Immagina, puoi…. Il piatto che ruota e gira mentre il braccio si abbassa lentamente. La puntina che abbassandosi cerca il solco e vi si appoggia con un leggero strappo generando un fruscio carico di aspettative. Il suono che si sprigiona dai diffusori è qualcosa di magico: a kind of magic !
Ma facciamo un passo indietro. Per i puristi e per gli esteti del suono la perfezione non è condensata nell’audio digitale moderno che tecnicamente può arrivare ad una frequenza di 44.100 Khz mentre n vinile può arrivare al massimo a 15 Khz.
L’elemento che fa davvero la differenza, al di là della qualità indiscutibile del suono digitale, è il calore del suono. Si parla di quelle piccole imperefezioni che rendono la musica ascoltata quasi più reale, in un certo senso più umana.

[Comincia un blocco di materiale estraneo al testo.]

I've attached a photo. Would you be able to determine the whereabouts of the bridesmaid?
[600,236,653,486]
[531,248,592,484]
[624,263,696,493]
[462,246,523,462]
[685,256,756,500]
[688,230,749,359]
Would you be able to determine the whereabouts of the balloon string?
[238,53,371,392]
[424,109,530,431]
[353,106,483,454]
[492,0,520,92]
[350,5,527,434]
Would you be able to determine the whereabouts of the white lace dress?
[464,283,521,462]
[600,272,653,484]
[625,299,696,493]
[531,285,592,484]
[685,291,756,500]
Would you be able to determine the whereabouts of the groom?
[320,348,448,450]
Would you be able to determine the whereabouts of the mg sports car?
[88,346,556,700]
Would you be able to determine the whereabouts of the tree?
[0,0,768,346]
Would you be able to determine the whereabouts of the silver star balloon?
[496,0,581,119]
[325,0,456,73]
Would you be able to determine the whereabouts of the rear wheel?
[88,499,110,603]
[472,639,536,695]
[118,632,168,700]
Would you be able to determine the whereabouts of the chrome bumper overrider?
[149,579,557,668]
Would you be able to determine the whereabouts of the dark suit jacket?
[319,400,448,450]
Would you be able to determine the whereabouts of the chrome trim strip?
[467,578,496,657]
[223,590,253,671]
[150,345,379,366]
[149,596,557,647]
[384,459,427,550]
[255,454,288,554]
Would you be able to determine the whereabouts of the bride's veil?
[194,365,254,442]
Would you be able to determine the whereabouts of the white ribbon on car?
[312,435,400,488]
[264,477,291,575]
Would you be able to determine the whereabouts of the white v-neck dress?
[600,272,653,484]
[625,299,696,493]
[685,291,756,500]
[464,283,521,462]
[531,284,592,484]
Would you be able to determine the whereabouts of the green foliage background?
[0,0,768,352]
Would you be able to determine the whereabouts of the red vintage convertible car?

Il vintage ultimamente ha riscoperto le enormi potenzialità dei vecchi dischi in vinile, ritagliandosi in poco tempo una posizione rilevante e prestigiosa nel mercato discografico. I nostalgici del suono infatti sono sempre alla ricerca di “quel disco”, magari legato ad un momento particolare della propria vita mentre i piu giovani, curiosi e vogliosi di sperimentazione, sono desiderosi di “mettere le mani“ su qualcosa di storico, magari una vera e propria reliquia del passato.

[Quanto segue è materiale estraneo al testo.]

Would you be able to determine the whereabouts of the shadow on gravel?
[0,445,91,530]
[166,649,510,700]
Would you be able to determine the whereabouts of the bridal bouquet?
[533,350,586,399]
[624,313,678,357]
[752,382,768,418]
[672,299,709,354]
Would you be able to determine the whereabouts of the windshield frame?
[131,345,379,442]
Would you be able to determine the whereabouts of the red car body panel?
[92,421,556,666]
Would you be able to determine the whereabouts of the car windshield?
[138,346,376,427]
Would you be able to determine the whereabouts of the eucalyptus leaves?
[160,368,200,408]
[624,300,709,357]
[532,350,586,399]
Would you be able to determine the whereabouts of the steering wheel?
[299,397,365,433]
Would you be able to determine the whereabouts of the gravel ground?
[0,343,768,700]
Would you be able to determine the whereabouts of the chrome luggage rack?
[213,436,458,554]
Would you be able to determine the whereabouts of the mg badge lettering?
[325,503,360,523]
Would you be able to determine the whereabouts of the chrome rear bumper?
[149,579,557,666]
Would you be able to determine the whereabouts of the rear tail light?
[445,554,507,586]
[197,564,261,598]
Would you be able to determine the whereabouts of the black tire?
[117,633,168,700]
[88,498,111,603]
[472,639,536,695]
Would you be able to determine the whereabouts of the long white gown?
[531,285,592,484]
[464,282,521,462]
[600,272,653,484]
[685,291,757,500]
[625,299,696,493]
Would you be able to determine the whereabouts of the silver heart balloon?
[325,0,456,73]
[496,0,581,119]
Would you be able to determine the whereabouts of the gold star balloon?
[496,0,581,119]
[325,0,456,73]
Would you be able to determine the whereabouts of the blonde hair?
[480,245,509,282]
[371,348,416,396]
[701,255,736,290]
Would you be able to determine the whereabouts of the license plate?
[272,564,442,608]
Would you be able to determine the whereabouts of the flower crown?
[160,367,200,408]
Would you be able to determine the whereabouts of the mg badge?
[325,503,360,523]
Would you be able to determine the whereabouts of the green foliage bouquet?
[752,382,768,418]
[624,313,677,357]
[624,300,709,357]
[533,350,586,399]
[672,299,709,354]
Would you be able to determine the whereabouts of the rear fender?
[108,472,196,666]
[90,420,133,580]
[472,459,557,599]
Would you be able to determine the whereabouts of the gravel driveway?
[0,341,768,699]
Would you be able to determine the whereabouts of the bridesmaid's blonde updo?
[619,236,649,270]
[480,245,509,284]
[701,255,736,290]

L’acquisto di un vinile infatti non si ferma al solo aspetto legato all’ascolto ma si espande inevitabilmente alla copertina che può essere toccata, annusata, rigirata fra le mani, ammirata. Impossibile non fare riferimento ad alcune delle copertine storiche della discografia mondiale: Animals dei Pink Floyd (1977), Nevermind dei Nirvana (1991), Abbey Road dei Beatles (1969), London Calling dei Clash (1979), Sticky Fingers dei Rolling Stones ( 1971).